27 Feb 2018

“Cork is our gold”

Albertino Oliveira, marketing director of "Sedacor", a company of the JPS group, is a strong supporter of a sector driven by bravery and innovation.

"Cork is our gold." This deep conviction belongs to Albertino Oliveira, marketing director of the companies "Sedacor", which are part of the JPS Group.

Located in the municipality of Santa Maria da Feira, this group, which has in the industry its main strength, has been working on cork since 1924. The original company is the "Jorge Pinto de Sá, Lda.”, which produces corks, and counts also on three Sedacor units that assume the diversification of the range of products to the world. Albertino Oliveira believes that the cork sector has much more to offer to international markets and to consumers, as there are more and more firms and units, such as theirs, with the certainty that innovation and bravery are the way.

"Cork is the only product in which we are leaders in the world," he noted, emphasizing that this branch has the capabilities and potential "to leverage other industries" of the national economy. He gave as example the furniture, textiles and footwear industries, compared to which the firm has even innovated, presented products that many considered impossible to be made with that genuinely Portuguese raw material.

With JPS, always and definitely, betting on corks, a natural seal for the wine that, meantime had won a kind of world war against plastic and metal seals, the Sedacor were born to take advantage of by-products resulting from that primary production.

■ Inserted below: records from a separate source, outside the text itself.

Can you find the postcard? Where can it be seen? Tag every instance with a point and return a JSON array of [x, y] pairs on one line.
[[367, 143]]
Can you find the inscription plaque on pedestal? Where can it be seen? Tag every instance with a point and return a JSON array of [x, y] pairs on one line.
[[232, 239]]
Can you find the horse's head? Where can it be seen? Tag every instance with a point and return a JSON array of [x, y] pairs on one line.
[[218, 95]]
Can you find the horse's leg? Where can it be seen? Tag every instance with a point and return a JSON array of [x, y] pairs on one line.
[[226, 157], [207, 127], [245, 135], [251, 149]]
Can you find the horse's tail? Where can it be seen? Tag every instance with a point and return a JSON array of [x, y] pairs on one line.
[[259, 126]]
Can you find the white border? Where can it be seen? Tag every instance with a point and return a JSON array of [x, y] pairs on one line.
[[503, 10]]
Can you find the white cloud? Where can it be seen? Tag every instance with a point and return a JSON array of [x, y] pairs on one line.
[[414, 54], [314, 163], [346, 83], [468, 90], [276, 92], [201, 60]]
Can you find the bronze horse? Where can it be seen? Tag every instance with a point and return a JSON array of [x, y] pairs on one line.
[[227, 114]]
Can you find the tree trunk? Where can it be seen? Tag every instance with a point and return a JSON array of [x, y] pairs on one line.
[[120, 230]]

The Sedacor headquarters are located in S. Paio de Oleiros, and Sedacor 2 in Rio Meão, in the municipality of Feira. A third Sedacor unit is located in Ponte de Sôr, near the source of raw material. In coordination, they manufacture a wide range of products: floors and coatings, clothes, plates, rolls, sheets and granulates.

Invoicing grows
The responsible said that the development of these three firms has been constant, which has led to the condition of the largest invoices of the group: about 18 million euros annual turnover for the three combined, while the original JPS has registered 10 million.

As a whole, the JPS Group exports more than 80 percent of its production, while the Sedacor stands at 60 percent. The markets? More than half a hundred countries in Europe, Americas and Middle East; Asia and Africa to a less significative.

"Cork is getting trendy," said Albertino Oliveira. Enthusiastic about an experiment that helps to define the new trends and needs of consumers, this businessman stressed that the cork industry has "made the economy move for tens of years", reusing more than 90 percent of its waste. "And we don’t cut trees," he said, to point out an important information that many people in the world stil haven’t understood: this is a raw material that renews itself.

With eyes focused on new market niches, such as Vegan consumers - those who don’t consume or use products and articles of animal origin – he has reaffirmed the almost compulsory "innovation as an attitude", without fear to create a cork dress or a pair of shoes or a soccer ball in this material or create a tissue in cork and with synthetic cotton.

In the process of associating knowledge centers to his crative process, such as the University of Porto, Sedacor has been able to make its management philosophy to evolve, which "passed from a factory philosophy to a company philosophy", that should maintain a "constant evolution", not waiting for the market to say what it wants. "In this house we are dreamers," said Albertino Oliveira, noting that in addition to participating in fairs and other forums where trends can be discovered, JPS Group decision-makers became accustomed to "listening", namely customers and employees, and listen without prejudice, expecting that it is possible to get a good idea.

He also said that the touristic boom the country is passing through, having Lisbon and Oporto full of visitors, and with other growing regions being over-demanded, this should also be used by the cork industry.

Export more
Portugal has half of the world's cork production, which exports 80 percent of industrial production. However, according to Albertino Oliveira, "it does not reach 1 billion euros" of global export revenues. The marketing director of "Sedacor" also pointed out that the sector’s incomes round the 900 million while the textiles’ are about five billion euros.

However, he considered positive the various "Intercork” campaigns that have helped to relaunch the cork leadership and that presented the even younger and innovative products and articles which are produced by the cork industry.